Pfadfinder als blinder Passagier

Als seine Existenz zu Hause bedroht ist, ergreift er die Flucht. Auf dieser abenteuerlichen Odyssee wird der schrullige Senior von einem jungen Pfadfinder begleitet, der sich als blinder Passagier an Bord geschmuggelt hat. "Als der Junge auftaucht, kommt mehr Tiefe und Farbe ins Bild", betont der Pixar-Produzent Jonas Rivera, "denn wir haben die 3D-Effekte als ein Mittel für das Storytelling eingesetzt". Bereits bei ihrer Landung in Südamerika raubt der tollpatschige Knirps dem grantigen Greis den letzten Nerv.

Der kleine Abenteurer freundet sich sofort mit einem riesigen, bunt schillernden Vogel sowie einem sprechenden Hund an, der ihm auf Schritt und Tritt folgt.
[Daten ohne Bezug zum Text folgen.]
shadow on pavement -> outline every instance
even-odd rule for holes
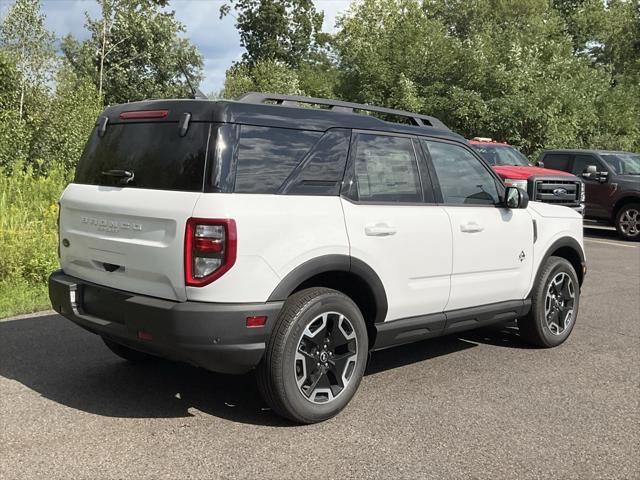
[[[506,335],[506,336],[505,336]],[[376,352],[367,375],[477,346],[522,348],[504,329]],[[179,418],[198,410],[231,421],[291,426],[263,403],[253,374],[222,375],[158,360],[133,365],[58,315],[0,322],[0,375],[70,408],[124,418]],[[3,387],[6,394],[6,388]]]

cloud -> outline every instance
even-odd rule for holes
[[[5,1],[0,0],[0,16],[6,15],[11,3]],[[219,18],[223,3],[224,0],[173,0],[168,7],[184,24],[184,36],[198,47],[204,57],[205,77],[200,89],[206,93],[222,88],[225,71],[243,53],[235,19],[230,15]],[[315,3],[318,10],[325,12],[323,29],[333,32],[337,15],[345,12],[351,1],[318,0]],[[42,10],[47,28],[58,38],[69,33],[79,39],[87,38],[85,11],[94,18],[100,14],[94,0],[42,0]]]

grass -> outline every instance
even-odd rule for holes
[[[49,308],[47,278],[58,268],[62,170],[0,174],[0,318]]]
[[[39,312],[50,308],[51,304],[45,283],[33,285],[20,280],[0,282],[0,318]]]

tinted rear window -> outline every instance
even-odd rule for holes
[[[184,137],[174,122],[109,124],[103,137],[94,129],[84,149],[76,183],[155,190],[202,191],[209,123],[193,122]],[[109,170],[127,170],[123,185]]]
[[[276,193],[321,132],[243,125],[235,192]]]

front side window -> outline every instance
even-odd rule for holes
[[[457,145],[423,141],[438,177],[444,203],[496,205],[495,178],[471,152]]]
[[[576,155],[576,158],[573,160],[573,170],[571,173],[574,175],[582,175],[587,171],[587,167],[593,165],[596,167],[598,172],[605,171],[604,165],[602,162],[595,158],[592,155]]]
[[[355,183],[360,201],[421,202],[422,188],[411,139],[360,134]]]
Ihr neuer gefiederter Freund bringt ihnen allerdings jede Menge Ärger ein, da ein verschrobener Forscher es als seine Lebensaufgabe betrachtet, diesen Exoten zu fangen. Um diese fantastische, seltsame Welt glaubwürdig darstellen zu können, reiste der Regisseur mit einigen Mitarbeitern seines Kreativ-Teams in den Urwald nach Venezuela, und sah sich dort die bizarren Felsformationen und gigantischen Wasserfälle aus nächster Nähe an.
Mit viel Charme und Witz schickt Docter seine liebenswerten, skurrilen Charaktere auf einen turbulenten Trip, der durch originelle Einfälle, pointierte Dialoge und faszinierend fremde Welten besticht. Durch diese gewagte Reise wird dem alten Mann bewusst, dass nicht der aufregende Ausflug nach Südamerika, sondern die Beziehung mit seiner Frau für ihn das größte Abenteuer seines Lebens gewesen ist. "Wir alle haben unerfüllte Träume, doch darüber sollten wir nicht unser eigenes Leben vergessen und die kleinen, wertvollen Dinge in unserem Alltag aus den Augen verlieren", meint der Regisseur.